「新婚生活の始まりは、修業の始まりでした」笑いながらこう話す塩職人の夫婦が、高知県安田町にいます。2人の前職は、公務員。「安定」を捨て、この世界に飛び込んだきっかけは『釘のピアス』がトレードマークの、師匠の存在でした。

テレビで見た、世界が認める“カリスマ塩職人”

高知県東部・安田町の海岸近くに建つ真新しい製塩所。柔らかな光が降り注ぐハウスで、ただひたすらに、黙々と“塩”と向き合うのは、小坂英晃さん(43)、千里さん(33)夫婦です。2人は、塩職人を目指して、2020年3月に埼玉県から移住してきました。

英晃さんの前職は、市役所の職員。安定した職を捨て、新たな道に飛び込んだのです。

▼英晃さん「いつか自分の腕一本で勝負できる仕事がしたいと思っていました。その時に備えて資金を貯めていたこともあったので、公務員を辞めることに不安はありませんでした。」

転職のきっかけは、ある日、テレビで目にした元サーファーの塩職人、田野屋塩二郎さんでした。トレードマークの「釘のピアス」をつけた風変りな見た目とは裏腹に、その技術は世界一と評される塩二郎さん。

英晃さんは、塩二郎さんの高い志と自分流を貫く姿に、「公務員の自分とは真逆の生き方。自分が求めていた道はこれだ」と、弟子入りを決意しました。30代最後の年の一大決心でした。

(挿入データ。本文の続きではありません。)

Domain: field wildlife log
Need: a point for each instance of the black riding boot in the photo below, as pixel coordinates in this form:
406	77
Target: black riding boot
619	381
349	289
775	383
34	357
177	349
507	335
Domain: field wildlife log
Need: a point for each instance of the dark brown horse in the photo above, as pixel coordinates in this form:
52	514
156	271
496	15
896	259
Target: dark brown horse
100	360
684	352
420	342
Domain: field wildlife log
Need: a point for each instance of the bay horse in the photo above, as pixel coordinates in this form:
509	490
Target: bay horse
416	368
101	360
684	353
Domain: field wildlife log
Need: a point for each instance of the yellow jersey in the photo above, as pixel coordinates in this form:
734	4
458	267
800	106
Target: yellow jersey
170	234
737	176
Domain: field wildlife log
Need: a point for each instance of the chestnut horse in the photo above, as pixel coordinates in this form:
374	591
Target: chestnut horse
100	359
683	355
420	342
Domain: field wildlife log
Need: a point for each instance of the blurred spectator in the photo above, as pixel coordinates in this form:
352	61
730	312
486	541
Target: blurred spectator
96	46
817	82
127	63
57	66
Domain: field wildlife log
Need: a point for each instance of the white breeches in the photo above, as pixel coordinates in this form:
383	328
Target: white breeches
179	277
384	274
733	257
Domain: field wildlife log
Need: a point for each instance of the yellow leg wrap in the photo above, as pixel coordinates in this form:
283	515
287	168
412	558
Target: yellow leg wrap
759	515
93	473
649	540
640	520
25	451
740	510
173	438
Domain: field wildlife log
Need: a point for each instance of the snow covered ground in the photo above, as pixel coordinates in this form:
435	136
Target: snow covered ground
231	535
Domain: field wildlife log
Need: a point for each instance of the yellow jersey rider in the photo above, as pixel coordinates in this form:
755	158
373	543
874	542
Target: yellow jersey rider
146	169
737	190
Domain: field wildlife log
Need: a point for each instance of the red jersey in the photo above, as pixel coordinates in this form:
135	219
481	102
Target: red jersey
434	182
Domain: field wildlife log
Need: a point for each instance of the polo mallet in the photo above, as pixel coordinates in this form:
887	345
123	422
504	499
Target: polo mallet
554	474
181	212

▼英晃さん「塩二郎さんの作る完全天日塩に衝撃を受け、塩の可能性を感じ、『ここでやらなければ一生後悔する』という不安のほうが大きかったです。父親は1つの会社で勤めあげたこともあり、公務員を辞めることに対して当然反対されましたが、塩の魅力と可能性を伝えて、半年ほどかけて説得しました。」

一方の千里さんも、英晃さんと同じ職場に勤めていました。塩職人への道に飛び込む英晃さんと共に、退職。2人は結婚し、塩二郎さんの元にやってきました。